Profile of a Short Seller
The first wave of short sales consisted of people who bought using adjustable rate mortgages. They bought out of their comfort zone. They were quoted interest only mortgage payments and told they could refinance for something better when they needed to. Poor decisions and bad advice led them to situations they eventually couldn’t maintain. They had no choice but to walk away. It was ugly, but no one felt very sorry for them. They got us into this mess, was the war-cry.
The second wave of short sales was fed by the first. The economy took a nose-dive and jobs began to disappear. Marriages failed under the stress of money problems and lack of work. People were forced to relocate their lives just to find income. These people, the out of work, the divorcing, those following jobs across the country, were the second set of short sales. They couldn’t make their payments any more than the first set could, but their stories were more tragic. Poor planning didn’t get them into this mess, unfortunate circumstances did.

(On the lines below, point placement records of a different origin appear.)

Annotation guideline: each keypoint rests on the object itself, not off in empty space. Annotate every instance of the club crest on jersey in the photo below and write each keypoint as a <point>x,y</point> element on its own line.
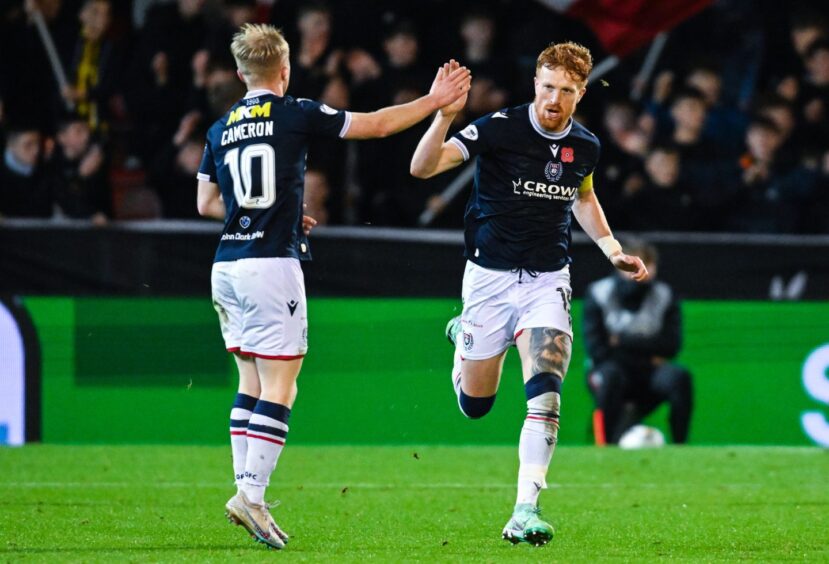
<point>468,341</point>
<point>470,132</point>
<point>553,171</point>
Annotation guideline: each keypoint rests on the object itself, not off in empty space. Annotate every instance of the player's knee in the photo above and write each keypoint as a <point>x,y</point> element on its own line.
<point>473,407</point>
<point>542,383</point>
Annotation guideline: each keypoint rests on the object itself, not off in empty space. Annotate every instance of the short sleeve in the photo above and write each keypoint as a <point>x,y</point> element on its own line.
<point>207,169</point>
<point>475,138</point>
<point>325,120</point>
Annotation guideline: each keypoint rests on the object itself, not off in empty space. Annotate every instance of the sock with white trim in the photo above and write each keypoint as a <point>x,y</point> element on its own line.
<point>239,418</point>
<point>267,431</point>
<point>538,435</point>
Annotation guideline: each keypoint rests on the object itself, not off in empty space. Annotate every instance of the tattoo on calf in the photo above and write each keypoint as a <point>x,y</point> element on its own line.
<point>550,350</point>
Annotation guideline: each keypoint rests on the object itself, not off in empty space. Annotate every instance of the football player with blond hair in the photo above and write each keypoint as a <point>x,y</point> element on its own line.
<point>534,173</point>
<point>252,177</point>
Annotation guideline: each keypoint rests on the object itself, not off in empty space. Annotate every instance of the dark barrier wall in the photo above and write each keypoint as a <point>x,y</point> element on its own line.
<point>153,370</point>
<point>174,259</point>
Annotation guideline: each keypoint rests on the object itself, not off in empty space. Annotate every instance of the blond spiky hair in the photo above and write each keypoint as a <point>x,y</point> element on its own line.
<point>260,51</point>
<point>576,59</point>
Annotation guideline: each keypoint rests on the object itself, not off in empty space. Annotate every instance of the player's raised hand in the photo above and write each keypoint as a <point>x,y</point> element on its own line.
<point>452,109</point>
<point>451,83</point>
<point>633,266</point>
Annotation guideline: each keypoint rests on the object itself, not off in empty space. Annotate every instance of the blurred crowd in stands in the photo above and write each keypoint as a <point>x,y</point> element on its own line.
<point>729,133</point>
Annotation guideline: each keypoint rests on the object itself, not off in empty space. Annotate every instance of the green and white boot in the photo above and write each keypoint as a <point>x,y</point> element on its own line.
<point>527,526</point>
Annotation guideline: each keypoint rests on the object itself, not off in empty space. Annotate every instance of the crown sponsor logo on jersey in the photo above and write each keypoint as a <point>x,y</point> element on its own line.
<point>249,112</point>
<point>553,171</point>
<point>533,189</point>
<point>470,132</point>
<point>468,341</point>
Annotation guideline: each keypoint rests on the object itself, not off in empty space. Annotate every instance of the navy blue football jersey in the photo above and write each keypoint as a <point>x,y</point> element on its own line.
<point>526,180</point>
<point>256,154</point>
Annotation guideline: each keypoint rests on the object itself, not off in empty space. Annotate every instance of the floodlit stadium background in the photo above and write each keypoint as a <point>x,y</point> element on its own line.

The third wave of short sales has now begun it’s assult on our shores and I’m starting to wonder if it won’t be the most dangerous and difficult yet. The newest group of people attempting to jettison properties for less than they owe the bank is the one that bought anytime in the last 6 or 7 years and is now realizing the home they own is a poor investment. People buy houses because it’s an investment in their future, it’s money spent paying themselves back every month, rather than rent money down the toilet. The people who realize this and who’ve had a life change since buying (got married, had kids, got divorced, realized they hate Queen Creek, changed jobs, etc) and now their house isn’t the right size or location are now feeling trapped and looking at their options. Why should I pay for a mortgage more than twice what my house is worth when I don’t even want to live in it any longer? is what they ask.

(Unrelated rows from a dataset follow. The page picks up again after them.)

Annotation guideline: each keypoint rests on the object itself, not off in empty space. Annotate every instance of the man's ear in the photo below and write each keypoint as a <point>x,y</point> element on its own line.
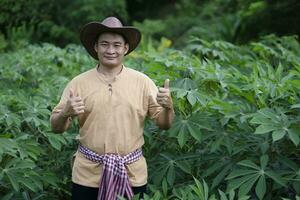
<point>95,47</point>
<point>126,48</point>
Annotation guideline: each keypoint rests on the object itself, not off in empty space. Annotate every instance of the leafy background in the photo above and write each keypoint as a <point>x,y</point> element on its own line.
<point>234,68</point>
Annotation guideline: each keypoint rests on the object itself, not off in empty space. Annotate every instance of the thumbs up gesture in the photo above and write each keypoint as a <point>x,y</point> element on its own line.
<point>164,96</point>
<point>74,105</point>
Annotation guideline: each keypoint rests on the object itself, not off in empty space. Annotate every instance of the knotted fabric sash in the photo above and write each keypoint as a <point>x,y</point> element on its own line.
<point>114,179</point>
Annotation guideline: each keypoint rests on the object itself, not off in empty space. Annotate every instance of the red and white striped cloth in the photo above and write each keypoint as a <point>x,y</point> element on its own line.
<point>114,181</point>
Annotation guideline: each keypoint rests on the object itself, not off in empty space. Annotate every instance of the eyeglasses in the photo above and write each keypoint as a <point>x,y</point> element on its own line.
<point>115,46</point>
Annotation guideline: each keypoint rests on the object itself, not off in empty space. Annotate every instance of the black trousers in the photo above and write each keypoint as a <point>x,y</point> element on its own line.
<point>80,192</point>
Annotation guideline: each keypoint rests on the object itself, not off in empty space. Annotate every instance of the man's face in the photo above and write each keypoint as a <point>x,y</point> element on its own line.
<point>111,49</point>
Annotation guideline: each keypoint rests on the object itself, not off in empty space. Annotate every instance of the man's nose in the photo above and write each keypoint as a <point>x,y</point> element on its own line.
<point>110,49</point>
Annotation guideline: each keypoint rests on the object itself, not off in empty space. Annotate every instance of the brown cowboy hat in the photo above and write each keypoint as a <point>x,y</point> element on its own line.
<point>92,30</point>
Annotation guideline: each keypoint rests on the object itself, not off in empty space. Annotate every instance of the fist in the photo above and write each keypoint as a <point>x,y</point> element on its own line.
<point>164,96</point>
<point>74,105</point>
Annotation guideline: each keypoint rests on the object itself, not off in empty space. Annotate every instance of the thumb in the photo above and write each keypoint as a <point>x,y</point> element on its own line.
<point>167,84</point>
<point>71,95</point>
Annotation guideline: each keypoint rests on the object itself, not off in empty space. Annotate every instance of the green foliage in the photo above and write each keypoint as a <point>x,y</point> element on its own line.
<point>52,21</point>
<point>235,135</point>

I feel for all of these people. I have yet to meet with anyone considering a short sale or a foreclosure who didn’t struggle with the emotional consequences of the decision. I haven’t met anyone taking this lightly or who ever thought this was a position they’d be in when they bought their house. It’s just not that fun to be a home owner right now.
We talk all the time about a ‘normal market’ and when we’ll be back to one. Can we be considered ‘normal’ when half of all home owners owe more than their homes are worth?
It’s not pretty, people. And I don’t have any answers.